If we look at Scripture, as quoted on the insert sheet in the newsletter, it says very clearly what a separated or civilly divorced spouse is called on to do: “remain single or else be reconciled to” your spouse (1 Cor 7:10-11).
You are not then free to give yourself to another, because you have already given yourself to your spouse –even if she no longer appreciates that gift, even if you no longer live together.
You are not then free to commit yourself to another, because you are already committed.
If you have said “till death do us part” to one woman, you cannot say that to another while she still lives.
Thus Jesus says, “The man who divorces his wife and marries another is guilty of adultery” (Mk 10:11).
Thus the Church says that a person who remarries (while their spouse is alive) commits a public act that bars them from receiving Holy Communion (Catechism 1650; 2384).

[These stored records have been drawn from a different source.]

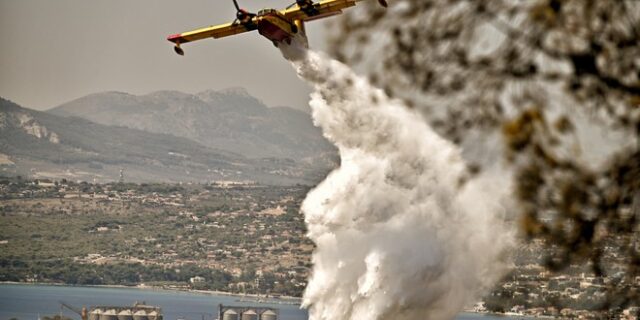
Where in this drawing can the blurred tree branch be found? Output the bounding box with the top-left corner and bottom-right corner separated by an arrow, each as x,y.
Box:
329,0 -> 640,308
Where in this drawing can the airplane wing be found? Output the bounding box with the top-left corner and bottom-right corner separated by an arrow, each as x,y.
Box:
281,0 -> 361,21
167,22 -> 256,44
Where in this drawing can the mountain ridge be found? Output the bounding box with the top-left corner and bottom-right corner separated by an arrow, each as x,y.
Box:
47,88 -> 336,162
0,98 -> 326,184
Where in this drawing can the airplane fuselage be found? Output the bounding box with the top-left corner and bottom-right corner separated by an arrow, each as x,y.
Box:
255,9 -> 304,44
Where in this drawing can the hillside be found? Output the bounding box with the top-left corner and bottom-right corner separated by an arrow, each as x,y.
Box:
0,98 -> 326,184
49,88 -> 336,162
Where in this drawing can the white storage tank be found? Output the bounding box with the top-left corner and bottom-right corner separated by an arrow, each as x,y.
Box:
89,308 -> 102,320
222,309 -> 238,320
118,309 -> 133,320
260,310 -> 278,320
100,309 -> 118,320
242,310 -> 258,320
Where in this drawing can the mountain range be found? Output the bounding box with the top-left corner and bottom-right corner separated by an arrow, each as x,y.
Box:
0,89 -> 338,184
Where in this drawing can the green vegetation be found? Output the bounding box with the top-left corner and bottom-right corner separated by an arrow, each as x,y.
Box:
0,178 -> 313,296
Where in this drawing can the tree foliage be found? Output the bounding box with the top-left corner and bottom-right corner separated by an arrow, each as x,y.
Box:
329,0 -> 640,308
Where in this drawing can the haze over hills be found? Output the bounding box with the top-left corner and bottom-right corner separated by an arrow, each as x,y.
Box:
48,88 -> 336,162
0,98 -> 327,184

Bars them until they amend this aspect of their life.

How shall I conclude? By acknowledging that this is a very hard teaching. Every walk of life has its cross to carry, but this call to “remain single (1 Cor 7:11) rather than remarry can be a heavy cross.
This said, a romantic union in marriage is not the only way to fulfil the desire spoken of in our first reading, the desire to not “be alone”.
And, faithfulness to God, faithfulness to the vows made, will bring with it strength and grace, and ultimately all faithfulness to God is rewarded, not just in heaven but in this life too.

The joys of marriage are only possible because of this hard teaching about commitment. A union that didn’t claim to be for life would be a very much lesser thing than marriage, it wouldn’t really be the “one body” union the Lord Jesus speaks of. If this lifelong commitment is abandoned then what is being abandoned is the beauty of marriage itself. And with it, a stable environment in which to raise children. And thus the Church tells us that the Lord meant what He said.